The purpose of any lameness examination is to be able narrow the problem to a regional diagnosis. Once a regional diagnosis has been made it is possible to assess the area utilizing some type of anatomical imaging modality. Assessment of those anatomical changes serves as the basis for any pathologic diagnosis that may be made, as well as, being important in determining prognosis. For these purposes radiography and ultrasonography are complimentary. Radiography provides information regarding the boney tissues. Radiographs reflect change that has happened. Ultrasonography provides information about boney comntour but moreimportantly provides insight to the soft tiisues that connect bone or provide support. Sonography can give much better insight into the activity of a lesion. That is, is the lesion active or not, do the soft tissues changes reflect an ongoing process or is it a chronic process. In addition, sonography can provide information about joint capsule, collateral ligaments, the consisitncy of joint fluid, and provide insight into the articular cartilage.

However, the pursuit of a regional diagnosis can be difficult. There are 3 instances where this can be frustrating. One, when diagnostic analgesia has failed to eliminate the lameness; two, when the lameness is too subtle to avail itself to diagnostic analgesic techniques, and three, when the patient is not amenable to handling or injection. In these cases, other methods must be used to evaluate the patient. This is where physiologic imaging modalities can be so useful. By providing insight into physiologic changes in the tissues, this can lead the examiner to evaluate those areas utilizing anatomic imaging methods.

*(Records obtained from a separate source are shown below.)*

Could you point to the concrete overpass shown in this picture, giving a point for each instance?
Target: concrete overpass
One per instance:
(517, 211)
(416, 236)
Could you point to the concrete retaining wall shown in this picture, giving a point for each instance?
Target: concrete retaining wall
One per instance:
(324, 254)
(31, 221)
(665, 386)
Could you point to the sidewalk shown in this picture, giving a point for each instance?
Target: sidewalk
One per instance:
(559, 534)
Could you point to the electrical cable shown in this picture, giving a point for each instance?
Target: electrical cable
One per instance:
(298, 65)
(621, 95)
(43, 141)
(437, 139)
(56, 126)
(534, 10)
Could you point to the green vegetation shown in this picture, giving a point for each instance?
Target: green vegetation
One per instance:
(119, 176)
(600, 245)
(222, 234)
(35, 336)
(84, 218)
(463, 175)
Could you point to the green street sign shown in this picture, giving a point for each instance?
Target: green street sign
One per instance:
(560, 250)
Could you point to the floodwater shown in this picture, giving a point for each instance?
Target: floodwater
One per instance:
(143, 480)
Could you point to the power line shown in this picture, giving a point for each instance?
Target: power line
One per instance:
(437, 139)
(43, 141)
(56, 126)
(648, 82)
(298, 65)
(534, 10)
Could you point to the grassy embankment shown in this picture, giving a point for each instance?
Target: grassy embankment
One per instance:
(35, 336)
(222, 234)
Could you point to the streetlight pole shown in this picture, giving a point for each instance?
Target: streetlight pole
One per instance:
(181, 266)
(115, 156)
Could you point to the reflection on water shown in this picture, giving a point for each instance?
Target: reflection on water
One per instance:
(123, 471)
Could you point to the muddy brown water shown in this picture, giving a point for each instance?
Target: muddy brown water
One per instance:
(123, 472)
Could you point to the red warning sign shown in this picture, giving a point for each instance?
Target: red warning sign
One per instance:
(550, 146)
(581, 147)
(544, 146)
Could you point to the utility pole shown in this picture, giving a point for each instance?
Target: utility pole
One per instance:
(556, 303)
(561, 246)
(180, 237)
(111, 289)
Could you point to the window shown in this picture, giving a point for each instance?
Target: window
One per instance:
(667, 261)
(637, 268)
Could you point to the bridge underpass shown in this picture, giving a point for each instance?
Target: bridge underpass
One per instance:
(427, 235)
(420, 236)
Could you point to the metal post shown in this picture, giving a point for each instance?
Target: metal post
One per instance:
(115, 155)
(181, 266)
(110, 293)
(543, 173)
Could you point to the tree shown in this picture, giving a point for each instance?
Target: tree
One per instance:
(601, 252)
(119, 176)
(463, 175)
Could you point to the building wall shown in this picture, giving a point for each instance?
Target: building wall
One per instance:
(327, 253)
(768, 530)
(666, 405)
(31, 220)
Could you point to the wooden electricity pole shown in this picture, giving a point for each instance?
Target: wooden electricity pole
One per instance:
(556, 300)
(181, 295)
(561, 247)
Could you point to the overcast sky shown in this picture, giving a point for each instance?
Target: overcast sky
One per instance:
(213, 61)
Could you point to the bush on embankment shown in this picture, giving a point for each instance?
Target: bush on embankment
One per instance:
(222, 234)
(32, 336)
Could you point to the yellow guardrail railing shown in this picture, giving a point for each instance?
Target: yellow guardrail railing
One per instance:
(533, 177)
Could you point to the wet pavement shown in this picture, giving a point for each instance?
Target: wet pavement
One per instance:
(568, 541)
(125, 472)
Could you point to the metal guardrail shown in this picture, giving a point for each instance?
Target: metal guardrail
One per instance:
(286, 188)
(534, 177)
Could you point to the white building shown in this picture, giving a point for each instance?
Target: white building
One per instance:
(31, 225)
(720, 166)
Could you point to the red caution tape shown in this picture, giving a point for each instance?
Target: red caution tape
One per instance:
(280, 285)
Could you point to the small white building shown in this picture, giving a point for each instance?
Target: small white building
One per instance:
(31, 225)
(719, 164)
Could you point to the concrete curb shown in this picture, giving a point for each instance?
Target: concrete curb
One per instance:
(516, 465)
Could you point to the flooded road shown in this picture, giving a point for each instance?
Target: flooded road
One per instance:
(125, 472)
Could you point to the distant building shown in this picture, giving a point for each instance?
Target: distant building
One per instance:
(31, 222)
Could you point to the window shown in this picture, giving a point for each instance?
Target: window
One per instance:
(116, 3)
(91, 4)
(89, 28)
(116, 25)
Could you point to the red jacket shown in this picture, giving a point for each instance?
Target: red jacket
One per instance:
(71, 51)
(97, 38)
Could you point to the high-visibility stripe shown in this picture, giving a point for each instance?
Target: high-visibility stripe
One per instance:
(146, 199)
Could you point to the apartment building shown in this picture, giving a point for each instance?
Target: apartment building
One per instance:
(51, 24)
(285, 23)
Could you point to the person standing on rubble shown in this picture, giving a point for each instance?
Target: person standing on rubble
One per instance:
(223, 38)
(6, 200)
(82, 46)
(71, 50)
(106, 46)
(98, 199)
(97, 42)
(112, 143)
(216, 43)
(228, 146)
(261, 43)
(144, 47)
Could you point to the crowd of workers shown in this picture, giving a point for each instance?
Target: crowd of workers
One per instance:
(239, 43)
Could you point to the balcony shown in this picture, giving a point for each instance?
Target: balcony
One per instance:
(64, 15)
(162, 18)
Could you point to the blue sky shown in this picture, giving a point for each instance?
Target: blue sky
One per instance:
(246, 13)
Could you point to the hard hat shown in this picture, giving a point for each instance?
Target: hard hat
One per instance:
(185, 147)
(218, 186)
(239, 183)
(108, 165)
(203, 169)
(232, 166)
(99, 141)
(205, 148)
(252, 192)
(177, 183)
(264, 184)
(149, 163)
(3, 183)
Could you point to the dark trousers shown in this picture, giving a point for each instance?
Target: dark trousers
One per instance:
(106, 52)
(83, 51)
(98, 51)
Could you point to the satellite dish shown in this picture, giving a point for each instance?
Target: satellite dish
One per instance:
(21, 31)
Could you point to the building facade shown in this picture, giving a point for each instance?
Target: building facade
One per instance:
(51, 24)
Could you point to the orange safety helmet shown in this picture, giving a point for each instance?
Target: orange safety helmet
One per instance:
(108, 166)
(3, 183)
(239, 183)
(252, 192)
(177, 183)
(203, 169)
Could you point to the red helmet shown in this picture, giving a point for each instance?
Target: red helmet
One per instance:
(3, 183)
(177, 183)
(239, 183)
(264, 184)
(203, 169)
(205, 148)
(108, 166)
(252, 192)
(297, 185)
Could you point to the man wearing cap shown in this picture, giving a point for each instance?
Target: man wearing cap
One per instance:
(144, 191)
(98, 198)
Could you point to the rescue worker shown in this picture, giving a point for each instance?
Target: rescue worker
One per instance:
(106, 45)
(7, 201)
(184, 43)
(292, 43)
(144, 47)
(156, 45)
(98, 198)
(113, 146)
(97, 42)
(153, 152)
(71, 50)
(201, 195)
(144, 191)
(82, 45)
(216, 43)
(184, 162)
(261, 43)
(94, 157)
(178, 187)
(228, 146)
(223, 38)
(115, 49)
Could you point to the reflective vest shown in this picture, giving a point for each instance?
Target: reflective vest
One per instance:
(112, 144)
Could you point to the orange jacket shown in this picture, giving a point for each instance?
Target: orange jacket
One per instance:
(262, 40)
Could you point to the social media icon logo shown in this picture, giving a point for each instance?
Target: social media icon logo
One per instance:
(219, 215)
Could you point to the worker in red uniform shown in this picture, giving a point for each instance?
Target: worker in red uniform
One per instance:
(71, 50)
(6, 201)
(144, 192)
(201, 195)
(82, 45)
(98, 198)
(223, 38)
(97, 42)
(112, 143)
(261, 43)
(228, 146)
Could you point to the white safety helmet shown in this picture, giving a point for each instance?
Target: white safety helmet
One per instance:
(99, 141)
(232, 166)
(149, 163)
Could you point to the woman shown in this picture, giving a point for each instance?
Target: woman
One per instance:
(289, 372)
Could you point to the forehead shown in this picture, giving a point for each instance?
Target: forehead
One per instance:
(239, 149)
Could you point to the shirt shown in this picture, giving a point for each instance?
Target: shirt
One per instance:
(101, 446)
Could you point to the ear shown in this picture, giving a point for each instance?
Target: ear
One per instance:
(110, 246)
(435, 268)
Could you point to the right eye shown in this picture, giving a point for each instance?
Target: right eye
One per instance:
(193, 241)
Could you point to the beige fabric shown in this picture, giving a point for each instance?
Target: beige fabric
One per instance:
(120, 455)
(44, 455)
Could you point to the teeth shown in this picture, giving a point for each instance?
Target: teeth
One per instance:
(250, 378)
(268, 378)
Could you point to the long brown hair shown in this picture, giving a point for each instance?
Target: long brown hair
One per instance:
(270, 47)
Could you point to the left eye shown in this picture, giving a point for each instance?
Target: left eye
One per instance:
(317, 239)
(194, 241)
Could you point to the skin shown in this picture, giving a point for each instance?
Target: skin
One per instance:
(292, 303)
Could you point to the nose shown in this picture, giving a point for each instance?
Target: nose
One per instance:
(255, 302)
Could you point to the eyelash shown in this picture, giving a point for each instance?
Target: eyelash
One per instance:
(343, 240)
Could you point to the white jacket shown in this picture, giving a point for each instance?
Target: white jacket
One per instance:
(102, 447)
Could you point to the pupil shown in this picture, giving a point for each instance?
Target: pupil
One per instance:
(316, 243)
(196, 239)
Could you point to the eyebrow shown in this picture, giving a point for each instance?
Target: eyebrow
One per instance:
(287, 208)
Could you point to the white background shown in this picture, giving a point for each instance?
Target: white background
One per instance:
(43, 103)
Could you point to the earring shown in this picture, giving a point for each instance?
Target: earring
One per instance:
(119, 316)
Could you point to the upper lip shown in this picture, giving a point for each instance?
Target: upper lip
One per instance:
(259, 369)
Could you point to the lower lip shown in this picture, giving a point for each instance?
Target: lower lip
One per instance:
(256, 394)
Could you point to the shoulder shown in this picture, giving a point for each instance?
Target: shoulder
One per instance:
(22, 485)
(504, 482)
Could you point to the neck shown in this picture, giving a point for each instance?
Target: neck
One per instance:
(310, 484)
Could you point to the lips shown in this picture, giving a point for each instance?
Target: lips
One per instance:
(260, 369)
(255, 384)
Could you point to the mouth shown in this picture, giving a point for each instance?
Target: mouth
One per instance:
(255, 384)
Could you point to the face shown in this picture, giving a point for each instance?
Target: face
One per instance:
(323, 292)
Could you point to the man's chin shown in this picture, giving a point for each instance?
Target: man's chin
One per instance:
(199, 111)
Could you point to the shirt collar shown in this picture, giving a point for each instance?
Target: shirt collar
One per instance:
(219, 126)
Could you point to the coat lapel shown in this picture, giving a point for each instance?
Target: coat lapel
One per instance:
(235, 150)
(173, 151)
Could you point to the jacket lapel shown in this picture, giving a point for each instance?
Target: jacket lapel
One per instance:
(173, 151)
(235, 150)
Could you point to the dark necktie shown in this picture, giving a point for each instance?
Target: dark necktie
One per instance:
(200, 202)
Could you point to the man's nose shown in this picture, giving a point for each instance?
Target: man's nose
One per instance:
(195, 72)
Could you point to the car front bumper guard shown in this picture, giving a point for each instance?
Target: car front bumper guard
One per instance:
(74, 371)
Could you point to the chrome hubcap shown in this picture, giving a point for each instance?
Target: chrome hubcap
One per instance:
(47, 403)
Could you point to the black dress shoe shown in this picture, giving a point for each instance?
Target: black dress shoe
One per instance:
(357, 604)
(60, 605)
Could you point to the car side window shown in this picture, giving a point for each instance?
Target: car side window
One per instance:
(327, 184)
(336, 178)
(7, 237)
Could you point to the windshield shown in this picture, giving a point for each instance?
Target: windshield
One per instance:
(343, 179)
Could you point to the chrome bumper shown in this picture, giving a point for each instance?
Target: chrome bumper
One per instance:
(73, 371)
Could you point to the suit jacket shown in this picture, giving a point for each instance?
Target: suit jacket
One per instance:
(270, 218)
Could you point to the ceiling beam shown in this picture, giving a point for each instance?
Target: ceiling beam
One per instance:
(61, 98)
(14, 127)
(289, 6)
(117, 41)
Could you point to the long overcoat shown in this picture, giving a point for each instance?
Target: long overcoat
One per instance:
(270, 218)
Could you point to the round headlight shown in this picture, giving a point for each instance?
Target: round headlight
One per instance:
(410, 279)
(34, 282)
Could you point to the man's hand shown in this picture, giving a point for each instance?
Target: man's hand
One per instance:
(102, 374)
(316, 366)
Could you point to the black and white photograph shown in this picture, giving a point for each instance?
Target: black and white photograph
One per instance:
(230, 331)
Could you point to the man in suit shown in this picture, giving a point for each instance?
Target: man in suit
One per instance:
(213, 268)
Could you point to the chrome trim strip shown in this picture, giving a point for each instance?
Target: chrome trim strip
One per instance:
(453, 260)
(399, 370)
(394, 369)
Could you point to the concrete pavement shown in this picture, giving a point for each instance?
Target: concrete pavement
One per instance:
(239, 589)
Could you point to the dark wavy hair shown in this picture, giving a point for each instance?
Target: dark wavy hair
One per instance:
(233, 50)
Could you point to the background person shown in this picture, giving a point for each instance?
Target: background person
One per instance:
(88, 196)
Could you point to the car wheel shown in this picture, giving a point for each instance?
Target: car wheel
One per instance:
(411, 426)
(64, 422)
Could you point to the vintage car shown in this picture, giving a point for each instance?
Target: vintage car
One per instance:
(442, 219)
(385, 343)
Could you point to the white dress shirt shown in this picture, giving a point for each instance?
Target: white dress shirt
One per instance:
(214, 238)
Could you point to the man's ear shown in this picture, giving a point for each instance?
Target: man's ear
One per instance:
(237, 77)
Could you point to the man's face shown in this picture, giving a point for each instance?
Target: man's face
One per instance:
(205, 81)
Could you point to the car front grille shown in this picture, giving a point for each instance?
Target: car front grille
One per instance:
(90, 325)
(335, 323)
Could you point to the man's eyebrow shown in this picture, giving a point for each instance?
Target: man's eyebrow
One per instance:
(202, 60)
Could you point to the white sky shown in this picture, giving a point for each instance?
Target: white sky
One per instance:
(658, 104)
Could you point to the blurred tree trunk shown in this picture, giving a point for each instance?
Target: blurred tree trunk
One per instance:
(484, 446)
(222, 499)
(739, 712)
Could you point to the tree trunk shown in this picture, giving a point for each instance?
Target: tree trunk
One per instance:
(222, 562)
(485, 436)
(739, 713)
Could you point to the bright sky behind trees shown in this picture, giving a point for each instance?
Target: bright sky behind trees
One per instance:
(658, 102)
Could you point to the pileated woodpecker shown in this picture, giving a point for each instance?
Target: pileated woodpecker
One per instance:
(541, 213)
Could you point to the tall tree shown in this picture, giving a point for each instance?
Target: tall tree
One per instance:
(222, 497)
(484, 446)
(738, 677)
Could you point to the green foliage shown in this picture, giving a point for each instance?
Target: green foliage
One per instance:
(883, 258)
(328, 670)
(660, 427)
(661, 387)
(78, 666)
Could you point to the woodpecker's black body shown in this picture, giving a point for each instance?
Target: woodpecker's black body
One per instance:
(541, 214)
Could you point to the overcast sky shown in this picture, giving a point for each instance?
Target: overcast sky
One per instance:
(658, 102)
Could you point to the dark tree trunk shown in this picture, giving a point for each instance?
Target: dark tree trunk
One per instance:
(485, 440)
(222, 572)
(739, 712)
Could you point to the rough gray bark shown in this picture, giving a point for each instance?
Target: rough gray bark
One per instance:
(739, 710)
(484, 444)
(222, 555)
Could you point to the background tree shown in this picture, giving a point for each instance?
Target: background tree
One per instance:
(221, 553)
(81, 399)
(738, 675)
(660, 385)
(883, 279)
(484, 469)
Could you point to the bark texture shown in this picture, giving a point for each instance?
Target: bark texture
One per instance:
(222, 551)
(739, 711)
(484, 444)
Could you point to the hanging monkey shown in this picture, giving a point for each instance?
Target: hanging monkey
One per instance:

Another area in lameness evaluation where imaging can be useful is in preventing injury. This requires the early detection of the physiologic change of injury. Although, the frequent use of an anatomical imaging modality can discover change in one region, physiologic imaging allows the assessment of the entire animal on a routine basis.

The utlization of imaging modalities in the diagnosis and treatment of equine lameness is absolutely necessary. These are the only reliable methods to assess the type and severity of the injury. In addition, the routine use of any method can provide insight into the stresses and strains of the athlete.